SpyEye infected more than 1.4 million
computers—many located in the U.S.—obtaining victims’ financial and
personally identifiable information stored on those computers and using
it to transfer money out of victims’ bank accounts and into accounts
controlled by criminals.
Ultimately, though, Panin sold his malware
online to the wrong customer—an undercover FBI employee. And after an
investigation involving international law enforcement partners as well
as private sector partners, a dangerous cyber threat was neutralized.
How the conspiracy operated. From 2009 to 2011, Panin conspired with others, including co-defendant Hamza Bendelladj
(charged and extradited to the U.S. last year), to advertise and
develop various versions of SpyEye in online criminal forums. One ad
described the malware as a “bank Trojan with form grabbing possibility,”
meaning it was designed to steal bank information from a web browser
while a user was conducting online banking. Another ad said that the
malware included a “cc grabber,” which scans stolen victim data for
credit card information.
Panin sold the SpyEye malware to more than
150 “clients” who paid anywhere from $1,000 to $8,500 for various
versions of it. Once in their hands, these cyber criminals used the
malware for their own nefarious purposes—infecting victim computers and
creating botnets (armies of hijacked computers) that collected large
amounts of financial and personal information and sent it back to
servers under the control of the criminals. They were then able to hack
into bank accounts, withdraw stolen funds, create bogus credit cards,
etc.
In February 2011, a search warrant allowed the FBI to seize a key SpyEye server located in Georgia.
It was several months after that when the FBI bought SpyEye online from
Panin—which turned out to be very incriminating because that particular
version contained the full suite of features designed to steal
confidential financial information, make fraudulent online banking
transactions, install keystroke loggers, and initiate distributed denial
of service (or DDoS) attacks from computers infected with malware.
Panin was arrested in July 2013 while he was flying through Hartsfield-Jackson Atlanta International Airport.
The investigation into the SpyEye malware is just one initiative worked under Operation Clean Slate,
a broad public/private effort recently undertaken to eliminate the most
significant botnets affecting U.S. interests by targeting the criminal
coders who create them and other key individuals who provide their
criminal services to anyone who’ll pay for them.
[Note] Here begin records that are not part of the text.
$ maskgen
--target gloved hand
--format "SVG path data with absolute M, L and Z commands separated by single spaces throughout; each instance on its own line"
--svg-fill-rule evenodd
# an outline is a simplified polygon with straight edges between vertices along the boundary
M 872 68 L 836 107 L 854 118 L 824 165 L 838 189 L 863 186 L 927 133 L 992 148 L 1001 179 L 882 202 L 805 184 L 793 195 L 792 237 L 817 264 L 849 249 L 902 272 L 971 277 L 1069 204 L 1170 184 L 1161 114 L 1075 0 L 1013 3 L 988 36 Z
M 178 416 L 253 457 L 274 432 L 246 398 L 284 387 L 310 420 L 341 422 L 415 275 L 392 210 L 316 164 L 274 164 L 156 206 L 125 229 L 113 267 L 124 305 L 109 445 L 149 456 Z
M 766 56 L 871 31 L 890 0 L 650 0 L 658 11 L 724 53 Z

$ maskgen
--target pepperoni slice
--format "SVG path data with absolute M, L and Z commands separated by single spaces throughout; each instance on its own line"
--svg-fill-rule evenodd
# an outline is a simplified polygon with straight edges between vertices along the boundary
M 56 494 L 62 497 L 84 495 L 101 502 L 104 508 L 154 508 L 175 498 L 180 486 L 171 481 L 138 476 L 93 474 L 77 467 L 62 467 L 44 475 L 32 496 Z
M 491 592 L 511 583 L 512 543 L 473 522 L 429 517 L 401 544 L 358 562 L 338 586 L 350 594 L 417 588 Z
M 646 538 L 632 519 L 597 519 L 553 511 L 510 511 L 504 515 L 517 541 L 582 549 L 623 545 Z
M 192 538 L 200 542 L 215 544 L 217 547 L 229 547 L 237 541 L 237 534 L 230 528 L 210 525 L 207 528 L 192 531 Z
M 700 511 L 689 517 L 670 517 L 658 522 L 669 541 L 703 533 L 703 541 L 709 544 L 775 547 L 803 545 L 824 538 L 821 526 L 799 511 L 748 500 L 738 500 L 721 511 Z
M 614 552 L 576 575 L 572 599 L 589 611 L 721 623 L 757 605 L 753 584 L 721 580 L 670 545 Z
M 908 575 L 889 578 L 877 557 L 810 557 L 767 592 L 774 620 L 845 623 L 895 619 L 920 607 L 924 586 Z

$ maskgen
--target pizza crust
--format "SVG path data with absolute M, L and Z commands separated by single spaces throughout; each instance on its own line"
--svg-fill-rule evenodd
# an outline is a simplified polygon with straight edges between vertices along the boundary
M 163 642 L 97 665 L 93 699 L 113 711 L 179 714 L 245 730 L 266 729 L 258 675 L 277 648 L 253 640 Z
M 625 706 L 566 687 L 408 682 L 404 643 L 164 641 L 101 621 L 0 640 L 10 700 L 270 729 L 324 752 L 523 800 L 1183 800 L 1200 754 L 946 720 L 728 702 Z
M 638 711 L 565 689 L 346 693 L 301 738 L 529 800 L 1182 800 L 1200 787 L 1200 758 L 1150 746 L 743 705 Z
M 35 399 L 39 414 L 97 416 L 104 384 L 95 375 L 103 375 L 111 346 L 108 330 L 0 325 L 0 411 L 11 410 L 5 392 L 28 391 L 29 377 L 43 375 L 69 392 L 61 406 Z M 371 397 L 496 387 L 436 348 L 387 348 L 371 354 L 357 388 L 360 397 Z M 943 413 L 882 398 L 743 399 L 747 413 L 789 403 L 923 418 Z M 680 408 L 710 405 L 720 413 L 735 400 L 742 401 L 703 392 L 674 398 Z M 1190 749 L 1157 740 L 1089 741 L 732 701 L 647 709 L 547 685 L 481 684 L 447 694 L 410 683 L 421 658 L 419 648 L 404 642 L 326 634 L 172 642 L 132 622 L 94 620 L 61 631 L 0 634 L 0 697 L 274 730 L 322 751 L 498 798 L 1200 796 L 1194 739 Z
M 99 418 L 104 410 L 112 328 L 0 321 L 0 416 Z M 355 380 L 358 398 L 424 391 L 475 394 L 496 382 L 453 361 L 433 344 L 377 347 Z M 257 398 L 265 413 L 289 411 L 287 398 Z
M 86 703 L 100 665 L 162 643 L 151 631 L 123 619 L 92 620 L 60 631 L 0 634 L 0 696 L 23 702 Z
Much like the FBI’s
other investigative priorities where we focus on taking down the leaders
of a criminal enterprise or terrorist organization, under Clean Slate
we’re going after the major cyber players who make botnets possible.
And FBI Executive Assistant Director Rick
McFeely warns potential hackers: “The next person you peddle your
malware to could be an FBI undercover employee...so regardless of where
you live, we will use all the tools in our toolbox—including undercover
operations and extraditions—to hold cyber criminals accountable for
profiting illicitly from U.S. computer users.”